Serving the Parish Community of St. Paul Catholic Newman Center

Venerable Father Michael J. McGivney


Though only 38 years old, no one was surprised at your Father McGivney's death on the eve of the Assumption in 1890. Always somewhat delicate in health, he had for several months been battling tuberculosis. Priest of the lat 19th century were commonly overworked and a significant number died of exhaustion and disease. Michael McGivney was no exception. He was exceptional, however, in what he accomplished during the short span of his years on earth. He was an exemplary parish priest with a unique gift in ministering to the young who turned to him for counsel, encouragement and direction.


His sensitivity to the welfare for the young came through his own experience in a devout Catholic family in Waterbury, Connecticut. The eldest of 13 children, he knew the seriousness of the struggle to provide for the needs of such a large family. He was 13 years old when he began working in a local spoon factory. Several years later he began his formal studies for the priesthood, was ordained in December 1877 and assigned to St.
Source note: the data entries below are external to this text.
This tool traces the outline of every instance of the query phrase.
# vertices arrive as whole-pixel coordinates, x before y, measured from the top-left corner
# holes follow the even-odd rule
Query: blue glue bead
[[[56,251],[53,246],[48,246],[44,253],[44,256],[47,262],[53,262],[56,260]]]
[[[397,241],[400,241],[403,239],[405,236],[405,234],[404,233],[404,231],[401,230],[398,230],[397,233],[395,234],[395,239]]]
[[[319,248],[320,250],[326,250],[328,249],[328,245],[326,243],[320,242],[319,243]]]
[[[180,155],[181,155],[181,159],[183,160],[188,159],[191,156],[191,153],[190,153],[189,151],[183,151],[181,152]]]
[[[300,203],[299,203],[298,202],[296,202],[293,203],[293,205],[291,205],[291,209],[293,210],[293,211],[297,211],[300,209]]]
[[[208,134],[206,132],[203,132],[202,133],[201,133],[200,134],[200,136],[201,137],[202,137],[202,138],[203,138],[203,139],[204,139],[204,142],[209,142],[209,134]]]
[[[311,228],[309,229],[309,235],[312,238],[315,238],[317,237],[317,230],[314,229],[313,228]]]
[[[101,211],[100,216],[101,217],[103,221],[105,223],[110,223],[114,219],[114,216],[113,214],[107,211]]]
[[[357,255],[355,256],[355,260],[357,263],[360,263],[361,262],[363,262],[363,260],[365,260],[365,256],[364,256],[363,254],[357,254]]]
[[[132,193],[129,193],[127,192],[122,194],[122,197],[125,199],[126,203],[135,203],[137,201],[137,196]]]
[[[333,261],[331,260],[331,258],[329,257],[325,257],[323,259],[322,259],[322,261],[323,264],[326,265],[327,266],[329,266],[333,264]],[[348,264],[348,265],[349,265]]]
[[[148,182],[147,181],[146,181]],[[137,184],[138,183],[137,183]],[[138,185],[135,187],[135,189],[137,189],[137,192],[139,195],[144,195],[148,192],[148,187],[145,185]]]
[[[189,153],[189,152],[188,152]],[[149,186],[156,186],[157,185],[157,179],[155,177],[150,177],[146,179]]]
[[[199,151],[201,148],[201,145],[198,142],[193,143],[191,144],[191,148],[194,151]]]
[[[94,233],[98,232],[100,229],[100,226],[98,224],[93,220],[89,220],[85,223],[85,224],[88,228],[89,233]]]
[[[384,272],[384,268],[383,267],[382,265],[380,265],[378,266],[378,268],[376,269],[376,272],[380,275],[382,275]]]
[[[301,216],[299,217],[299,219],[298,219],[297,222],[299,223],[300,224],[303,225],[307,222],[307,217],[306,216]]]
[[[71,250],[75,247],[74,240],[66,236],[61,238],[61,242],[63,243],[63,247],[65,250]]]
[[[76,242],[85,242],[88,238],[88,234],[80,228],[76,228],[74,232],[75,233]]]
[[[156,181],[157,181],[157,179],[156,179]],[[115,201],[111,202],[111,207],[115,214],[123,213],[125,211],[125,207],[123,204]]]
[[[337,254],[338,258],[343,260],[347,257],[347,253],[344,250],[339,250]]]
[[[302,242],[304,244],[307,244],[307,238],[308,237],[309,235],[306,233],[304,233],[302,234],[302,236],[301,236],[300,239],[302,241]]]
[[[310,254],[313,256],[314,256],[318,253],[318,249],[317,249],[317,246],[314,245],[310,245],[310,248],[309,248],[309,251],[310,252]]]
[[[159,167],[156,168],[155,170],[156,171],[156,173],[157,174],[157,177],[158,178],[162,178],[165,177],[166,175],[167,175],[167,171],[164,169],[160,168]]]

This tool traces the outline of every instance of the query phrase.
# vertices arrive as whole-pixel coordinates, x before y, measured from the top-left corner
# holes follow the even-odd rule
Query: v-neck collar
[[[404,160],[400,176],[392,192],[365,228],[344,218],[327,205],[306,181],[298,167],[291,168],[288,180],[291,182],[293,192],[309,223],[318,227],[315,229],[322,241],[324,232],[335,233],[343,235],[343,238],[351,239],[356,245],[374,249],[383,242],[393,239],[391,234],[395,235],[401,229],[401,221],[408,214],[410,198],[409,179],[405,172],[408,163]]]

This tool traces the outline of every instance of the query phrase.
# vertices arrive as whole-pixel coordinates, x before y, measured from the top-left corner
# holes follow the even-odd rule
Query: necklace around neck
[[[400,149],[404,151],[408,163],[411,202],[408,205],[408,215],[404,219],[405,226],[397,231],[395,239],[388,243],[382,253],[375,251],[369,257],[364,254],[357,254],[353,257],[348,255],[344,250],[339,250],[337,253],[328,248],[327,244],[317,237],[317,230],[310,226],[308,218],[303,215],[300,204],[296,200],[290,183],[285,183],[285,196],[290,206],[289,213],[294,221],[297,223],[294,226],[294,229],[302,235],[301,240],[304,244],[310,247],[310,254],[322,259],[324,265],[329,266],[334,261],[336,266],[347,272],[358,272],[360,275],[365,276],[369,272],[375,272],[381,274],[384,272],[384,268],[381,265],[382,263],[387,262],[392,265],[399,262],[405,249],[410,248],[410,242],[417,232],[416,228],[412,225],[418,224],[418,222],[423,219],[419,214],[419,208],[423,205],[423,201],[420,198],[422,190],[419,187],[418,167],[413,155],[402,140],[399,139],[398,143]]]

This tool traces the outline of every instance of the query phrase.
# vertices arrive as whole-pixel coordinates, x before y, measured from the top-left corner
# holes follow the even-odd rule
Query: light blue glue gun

Mary's Church in New Haven, Connecticut, where his ministry to the young and underprivileged was to be marked by such fervor and success. The young working man and his family were the object of Father McGivney's special concern and affection.


It was for the spiritual and material benefit that he gathered a group of his young friends in the basement of St. Mary's Church in the fall of 1881. At 29 years of age, Father McGivney became the founder of the Knights of Columbus, a lay organization that would provide fraternal support among Catholic men and insurance benefits for them and their families in time of death and need. he was an apostle of the Christian family. Father McGivney combined a serious and retiring disposition with an intense interest in others and their needs. He was known for his fondness for children and his keen sense of humor. He always put the obligations of his priestly vocation before any other consideration, even the organization of his beloved Knights of Columbus.

Love of God & Neighbor

Before all else, he was a priest, and his burning desire was to bring all those he met to Christ and to his Church. He made converts among the young Protestants of New Haven and ministered lovingly to those in prison. After his time at St. Mary's, Father McGivney had only one more assignment, as pastor of St. Thomas Church in Thomaston, Connecticut. It was there, less that 10 years after the establishment of the Knights of Columbus, that the servant of God died on August 14, 1890, just two days after his 38th birthday.